Moody’s report, entitled “Banking System Outlook: Germany,” is available on www.moodys.com. Moody’s subscribers can access this report via the link provided at the end of this press release.
Our stable outlook replaces last year’s negative view, which was driven by changing attitudes towards government support for ailing banks in Europe. The implementation of an effective bank resolution regime in Germany led us to reduce our assumptions for government support in June 2015, and these have been factored into German banks’ ratings.
In addition, German banks are benefiting from increasingly stable operating conditions. As Moody’s noted in September, we forecast GDP growth in Germany of 1.0-2.0% in 2015 and 1.5-2.5% in 2016 and unemployment to remain at a low level of between 4.0-5.0%.
“The credit profiles of German banks are characterised by high quality loans, adequate capital buffers and reduced reliance on confidence-sensitive capital market funding,” says Andrea Wehmeier, a VP-Senior Analyst at Moody’s.

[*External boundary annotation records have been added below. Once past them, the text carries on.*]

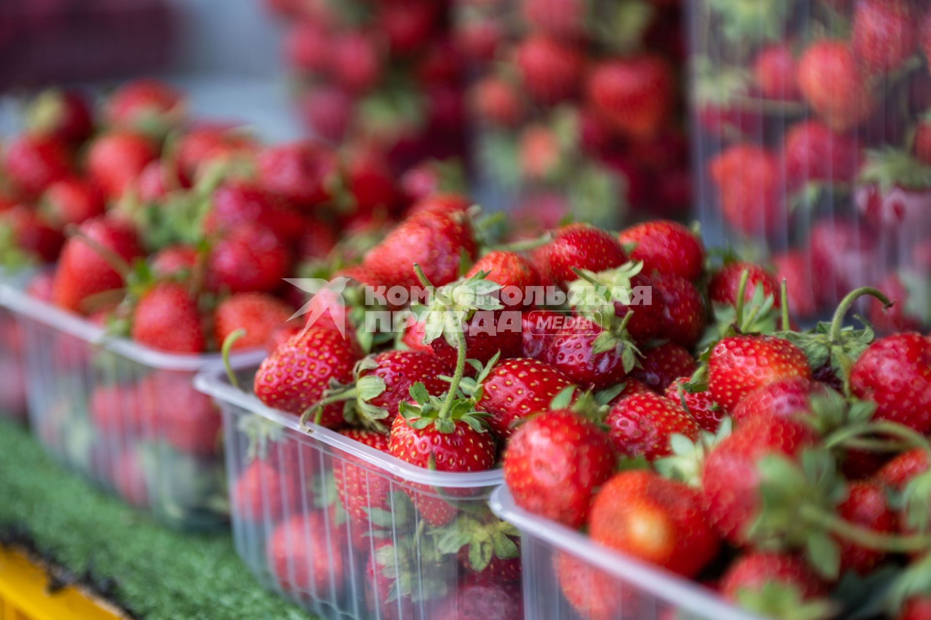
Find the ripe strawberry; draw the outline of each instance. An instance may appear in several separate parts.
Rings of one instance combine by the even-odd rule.
[[[107,197],[116,200],[135,184],[145,167],[157,156],[146,138],[127,131],[111,131],[90,143],[88,173]]]
[[[753,75],[757,88],[763,96],[779,101],[802,98],[795,81],[795,58],[785,44],[764,47],[757,54],[753,63]]]
[[[931,431],[931,341],[906,332],[873,342],[850,371],[850,390],[876,403],[876,419]]]
[[[343,548],[327,521],[323,513],[309,512],[294,515],[272,532],[265,552],[268,567],[285,592],[342,594]]]
[[[94,218],[81,224],[78,230],[82,236],[124,261],[132,261],[142,253],[136,232],[121,222]],[[88,297],[122,287],[122,276],[81,236],[73,236],[65,242],[52,284],[52,301],[56,305],[79,312]]]
[[[505,481],[518,505],[572,528],[588,520],[592,494],[614,473],[611,439],[570,410],[521,425],[507,445]]]
[[[708,359],[708,390],[725,411],[750,392],[780,379],[811,379],[805,354],[774,336],[730,336],[718,342]]]
[[[66,142],[48,135],[24,134],[7,144],[3,167],[18,189],[36,196],[71,176],[74,164]]]
[[[711,522],[728,541],[742,545],[761,505],[758,465],[770,454],[793,456],[811,431],[787,418],[759,416],[739,426],[705,461],[701,483]]]
[[[643,272],[658,271],[694,280],[701,276],[705,247],[688,228],[676,222],[655,220],[622,230],[617,238],[631,261],[642,261]]]
[[[140,297],[130,335],[140,344],[170,353],[207,348],[197,301],[175,282],[157,283]]]
[[[634,140],[655,138],[672,111],[672,71],[656,56],[606,61],[588,76],[587,99],[615,130]]]
[[[906,0],[857,0],[851,36],[857,59],[873,74],[899,68],[918,47],[917,18]]]
[[[679,377],[695,372],[696,366],[687,349],[675,343],[665,343],[644,351],[641,366],[631,371],[630,376],[643,382],[654,392],[663,392]]]
[[[614,403],[604,419],[618,454],[654,461],[671,453],[669,438],[698,437],[698,424],[676,400],[658,394],[637,394]]]
[[[533,34],[518,47],[514,61],[524,88],[539,101],[555,103],[572,97],[578,88],[583,59],[575,46]]]
[[[106,201],[101,190],[77,178],[56,181],[42,195],[43,212],[61,227],[103,215],[105,209]]]
[[[835,131],[857,127],[872,111],[872,95],[843,41],[811,44],[799,61],[798,82],[809,105]]]
[[[724,412],[708,390],[692,393],[682,389],[680,392],[680,386],[689,383],[691,377],[680,377],[673,381],[666,388],[666,398],[680,403],[703,430],[716,433]]]
[[[310,141],[263,149],[256,160],[258,180],[265,189],[310,209],[330,198],[328,184],[337,161],[328,147]]]
[[[208,282],[230,292],[273,292],[288,276],[290,256],[281,238],[258,223],[236,226],[210,250]]]
[[[515,423],[549,409],[553,398],[572,382],[549,364],[527,357],[506,359],[482,382],[481,400],[476,407],[492,416],[492,432],[506,439]]]
[[[290,317],[293,308],[277,297],[265,293],[237,293],[227,297],[213,313],[214,342],[223,344],[238,329],[246,334],[233,348],[263,346],[274,329]]]
[[[262,362],[255,374],[255,395],[269,407],[301,415],[323,398],[331,380],[351,381],[360,357],[356,344],[338,331],[311,327]],[[320,424],[330,428],[343,425],[343,408],[324,408]]]
[[[595,497],[592,539],[665,569],[695,576],[718,553],[698,492],[648,471],[617,474]]]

The main challenge over the outlook period will be to maintain steady profits in an environment of persistently low interest rates, margin erosion and high costs.
German banks’ problem loan ratio, at 3.7% of gross loans as of year-end 2014, is at the lower end of the range in the EU. “We expect loan quality in the banking system to remain sound, although a recent fall in domestic market sentiment indicators might imply a slight increase in non-performing loans (NPLs).”

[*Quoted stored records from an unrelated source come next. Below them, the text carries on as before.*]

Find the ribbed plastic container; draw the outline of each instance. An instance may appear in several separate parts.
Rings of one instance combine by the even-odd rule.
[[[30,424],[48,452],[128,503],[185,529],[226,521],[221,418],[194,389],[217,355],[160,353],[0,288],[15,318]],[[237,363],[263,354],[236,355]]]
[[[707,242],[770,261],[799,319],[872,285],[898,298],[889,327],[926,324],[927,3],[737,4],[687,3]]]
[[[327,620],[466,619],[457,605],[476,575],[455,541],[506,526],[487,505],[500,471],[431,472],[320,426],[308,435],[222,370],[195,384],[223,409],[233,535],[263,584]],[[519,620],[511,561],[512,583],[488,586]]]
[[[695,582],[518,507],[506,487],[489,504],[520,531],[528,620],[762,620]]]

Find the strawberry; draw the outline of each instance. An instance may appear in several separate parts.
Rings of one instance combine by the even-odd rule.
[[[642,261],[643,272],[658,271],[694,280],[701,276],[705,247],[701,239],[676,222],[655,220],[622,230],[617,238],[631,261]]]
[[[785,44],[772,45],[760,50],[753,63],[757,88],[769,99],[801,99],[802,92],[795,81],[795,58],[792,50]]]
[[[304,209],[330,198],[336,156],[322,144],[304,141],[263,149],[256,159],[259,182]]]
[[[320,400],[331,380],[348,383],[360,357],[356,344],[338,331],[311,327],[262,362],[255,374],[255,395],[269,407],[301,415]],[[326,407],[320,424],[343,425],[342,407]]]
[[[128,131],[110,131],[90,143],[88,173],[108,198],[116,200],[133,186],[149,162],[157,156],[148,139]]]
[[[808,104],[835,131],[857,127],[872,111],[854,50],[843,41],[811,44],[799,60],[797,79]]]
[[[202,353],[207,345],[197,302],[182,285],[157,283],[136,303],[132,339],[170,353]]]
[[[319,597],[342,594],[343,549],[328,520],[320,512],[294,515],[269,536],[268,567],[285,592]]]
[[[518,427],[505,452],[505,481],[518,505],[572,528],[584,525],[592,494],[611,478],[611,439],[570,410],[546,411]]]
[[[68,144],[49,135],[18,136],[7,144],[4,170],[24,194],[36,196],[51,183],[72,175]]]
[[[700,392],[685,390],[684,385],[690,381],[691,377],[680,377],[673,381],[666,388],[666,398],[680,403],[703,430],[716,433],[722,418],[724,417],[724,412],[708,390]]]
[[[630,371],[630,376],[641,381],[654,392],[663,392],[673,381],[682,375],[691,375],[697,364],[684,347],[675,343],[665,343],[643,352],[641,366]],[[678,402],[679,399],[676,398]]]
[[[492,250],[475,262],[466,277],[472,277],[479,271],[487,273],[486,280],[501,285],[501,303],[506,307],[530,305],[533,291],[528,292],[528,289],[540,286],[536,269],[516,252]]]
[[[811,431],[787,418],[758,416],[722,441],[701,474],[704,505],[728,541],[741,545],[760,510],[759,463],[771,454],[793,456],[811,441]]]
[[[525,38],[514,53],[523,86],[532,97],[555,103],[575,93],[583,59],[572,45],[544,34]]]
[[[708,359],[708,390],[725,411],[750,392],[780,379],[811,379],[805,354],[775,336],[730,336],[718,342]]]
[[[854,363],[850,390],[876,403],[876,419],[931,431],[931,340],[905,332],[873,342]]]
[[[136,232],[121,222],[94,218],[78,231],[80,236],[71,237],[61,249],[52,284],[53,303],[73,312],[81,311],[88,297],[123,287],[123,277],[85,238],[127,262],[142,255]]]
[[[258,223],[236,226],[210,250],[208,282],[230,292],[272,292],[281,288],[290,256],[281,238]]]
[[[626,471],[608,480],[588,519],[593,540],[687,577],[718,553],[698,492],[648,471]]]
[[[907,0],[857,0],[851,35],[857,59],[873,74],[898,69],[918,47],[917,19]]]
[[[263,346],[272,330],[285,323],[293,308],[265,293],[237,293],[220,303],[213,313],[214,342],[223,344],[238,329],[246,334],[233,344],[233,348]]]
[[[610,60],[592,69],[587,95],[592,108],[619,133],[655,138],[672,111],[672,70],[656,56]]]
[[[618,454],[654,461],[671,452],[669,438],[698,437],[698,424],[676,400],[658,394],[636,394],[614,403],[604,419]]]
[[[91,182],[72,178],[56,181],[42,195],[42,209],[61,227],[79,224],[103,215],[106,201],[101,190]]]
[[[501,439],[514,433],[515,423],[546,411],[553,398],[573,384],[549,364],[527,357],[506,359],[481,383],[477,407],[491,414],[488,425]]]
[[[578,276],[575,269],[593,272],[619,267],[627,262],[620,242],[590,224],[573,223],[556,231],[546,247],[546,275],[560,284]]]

Moody’s notes that German banks have also significantly reduced their exposure to typically volatile asset classes such as global shipping, commercial real-estate and structured credit exposures.

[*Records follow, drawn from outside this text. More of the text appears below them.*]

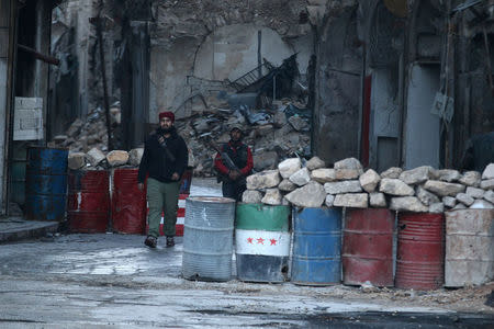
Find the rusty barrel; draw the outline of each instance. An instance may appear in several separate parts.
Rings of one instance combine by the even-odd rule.
[[[115,232],[143,235],[146,228],[146,189],[137,188],[138,169],[113,171],[112,228]]]
[[[177,223],[175,225],[175,235],[177,237],[183,237],[183,224],[186,223],[186,200],[189,194],[179,194]],[[149,206],[146,207],[146,214],[149,213]],[[146,224],[146,234],[149,230],[149,225]],[[165,215],[161,212],[161,222],[159,223],[159,235],[165,235]]]
[[[398,214],[396,274],[400,288],[437,290],[445,280],[445,216]]]
[[[341,282],[341,209],[294,208],[291,281],[300,285]]]
[[[71,232],[105,232],[110,216],[106,170],[72,170],[68,174],[67,218]]]
[[[343,242],[344,284],[393,286],[394,213],[347,209]]]
[[[494,209],[446,213],[445,285],[481,285],[494,279]]]

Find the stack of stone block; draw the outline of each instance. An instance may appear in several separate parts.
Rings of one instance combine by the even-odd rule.
[[[480,173],[429,166],[390,168],[380,174],[363,170],[355,158],[325,168],[314,157],[290,158],[276,170],[247,178],[245,203],[292,204],[299,207],[389,207],[401,212],[442,213],[446,209],[494,208],[494,163]]]

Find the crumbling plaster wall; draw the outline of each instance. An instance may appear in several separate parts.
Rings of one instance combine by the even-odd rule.
[[[305,72],[313,53],[308,36],[312,30],[308,22],[299,21],[306,5],[301,0],[155,2],[150,24],[149,122],[157,121],[160,109],[175,111],[191,95],[188,76],[211,79],[217,88],[217,80],[255,68],[259,29],[265,37],[263,57],[280,64],[283,57],[300,52],[300,71]],[[228,42],[232,39],[237,39],[237,49]],[[223,55],[213,49],[220,45],[224,47],[220,52]]]
[[[328,163],[359,156],[362,39],[357,1],[333,1],[319,30],[314,152]]]

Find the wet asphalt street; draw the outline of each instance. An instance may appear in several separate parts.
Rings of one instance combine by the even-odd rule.
[[[217,186],[194,193],[211,195]],[[144,236],[100,234],[0,245],[0,328],[493,328],[494,324],[492,314],[347,298],[346,292],[355,287],[343,285],[187,281],[181,277],[182,238],[173,248],[159,245],[155,250],[143,241]]]

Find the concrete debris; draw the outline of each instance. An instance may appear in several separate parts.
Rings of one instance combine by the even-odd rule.
[[[356,169],[362,170],[362,164],[356,158],[347,158],[335,162],[335,169]],[[363,173],[363,171],[361,172]]]
[[[494,190],[494,179],[481,181],[480,186],[484,190]]]
[[[482,172],[482,179],[483,180],[494,179],[494,163],[489,163],[489,166],[485,167],[484,171]]]
[[[244,194],[242,194],[242,202],[245,203],[260,203],[262,200],[262,193],[255,190],[246,190]]]
[[[460,183],[467,186],[479,186],[481,182],[481,174],[479,171],[467,171],[459,180]]]
[[[369,203],[371,207],[375,208],[384,208],[388,206],[384,193],[381,192],[369,193]]]
[[[381,177],[374,170],[369,169],[360,175],[359,181],[360,185],[362,185],[362,189],[366,192],[371,193],[375,191],[375,188],[381,181]]]
[[[391,178],[391,179],[397,179],[400,177],[400,174],[402,174],[403,169],[398,168],[398,167],[391,167],[388,170],[384,170],[383,172],[381,172],[381,178]]]
[[[326,192],[323,185],[311,181],[308,184],[290,192],[284,197],[297,207],[321,207],[326,200]]]
[[[326,201],[324,202],[324,204],[325,204],[327,207],[332,207],[334,202],[335,202],[335,195],[333,195],[333,194],[327,194],[327,195],[326,195]]]
[[[92,167],[97,167],[100,164],[103,160],[106,159],[106,156],[98,148],[93,147],[89,150],[87,154],[88,160],[91,163]]]
[[[106,161],[110,167],[123,166],[128,161],[128,152],[124,150],[112,150],[106,155]]]
[[[442,203],[445,206],[452,208],[457,205],[457,200],[452,196],[445,196],[442,197]]]
[[[86,154],[85,152],[72,152],[68,155],[68,168],[72,170],[78,170],[86,167]]]
[[[457,182],[461,179],[461,173],[458,170],[452,169],[440,169],[434,172],[436,179],[444,182]]]
[[[270,189],[280,183],[280,173],[278,170],[267,170],[247,177],[248,190]]]
[[[431,205],[439,202],[439,197],[437,197],[436,194],[430,193],[423,186],[417,186],[415,189],[415,194],[417,195],[418,200],[425,205]]]
[[[475,202],[470,206],[471,209],[494,209],[494,204],[486,200],[475,200]]]
[[[398,179],[382,179],[379,185],[379,192],[390,195],[414,195],[415,191],[412,186]]]
[[[308,170],[315,170],[315,169],[319,169],[319,168],[324,168],[326,166],[326,163],[324,163],[323,160],[321,160],[319,157],[312,157],[307,163],[305,163],[305,167]]]
[[[144,148],[134,148],[128,152],[128,164],[138,167],[143,158]]]
[[[400,180],[408,185],[422,184],[425,181],[431,179],[431,173],[434,171],[433,167],[422,166],[412,170],[403,171],[400,174]]]
[[[327,183],[336,180],[336,171],[330,168],[319,168],[311,172],[312,180],[318,183]]]
[[[278,164],[278,170],[280,171],[280,174],[282,178],[288,179],[293,173],[299,171],[302,168],[302,162],[299,158],[291,158],[287,159],[284,161],[281,161]]]
[[[299,186],[295,185],[294,183],[292,183],[288,179],[282,180],[281,183],[278,185],[278,189],[280,189],[280,191],[283,191],[283,192],[292,192],[296,188],[299,188]]]
[[[475,201],[472,196],[465,194],[465,193],[458,193],[457,194],[457,200],[459,202],[461,202],[462,204],[464,204],[465,206],[470,206],[473,204],[473,202]]]
[[[278,189],[267,189],[261,202],[269,205],[280,205],[283,196]]]
[[[335,196],[334,206],[367,208],[369,206],[369,194],[367,193],[346,193]]]
[[[429,180],[424,184],[424,189],[440,196],[456,196],[458,193],[464,192],[465,186],[462,184]]]
[[[433,203],[429,205],[429,213],[442,214],[445,212],[445,204],[442,202]]]
[[[484,197],[484,193],[485,191],[482,189],[476,189],[476,188],[472,188],[472,186],[467,186],[467,191],[465,193],[468,195],[470,195],[473,198],[482,198]]]
[[[392,197],[390,209],[398,212],[427,213],[429,207],[415,196]]]
[[[483,196],[486,201],[489,201],[490,203],[494,204],[494,191],[487,191],[484,193]]]
[[[335,169],[337,181],[355,180],[362,173],[361,169]]]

In addition, the ECB’s prolonged accommodative monetary policy should help sustain low-cost market funding, while Germany’s status as a safe haven affords banks access to domestic and international financing, says Moody’s.
The German banks’ ratings also factor in changes in insolvency legislation from 2017, which will lead to a higher priority for depositors in an insolvency versus senior unsecured debt. Such legislation is therefore credit positive for deposit ratings and credit negative for senior unsecured and issuer ratings.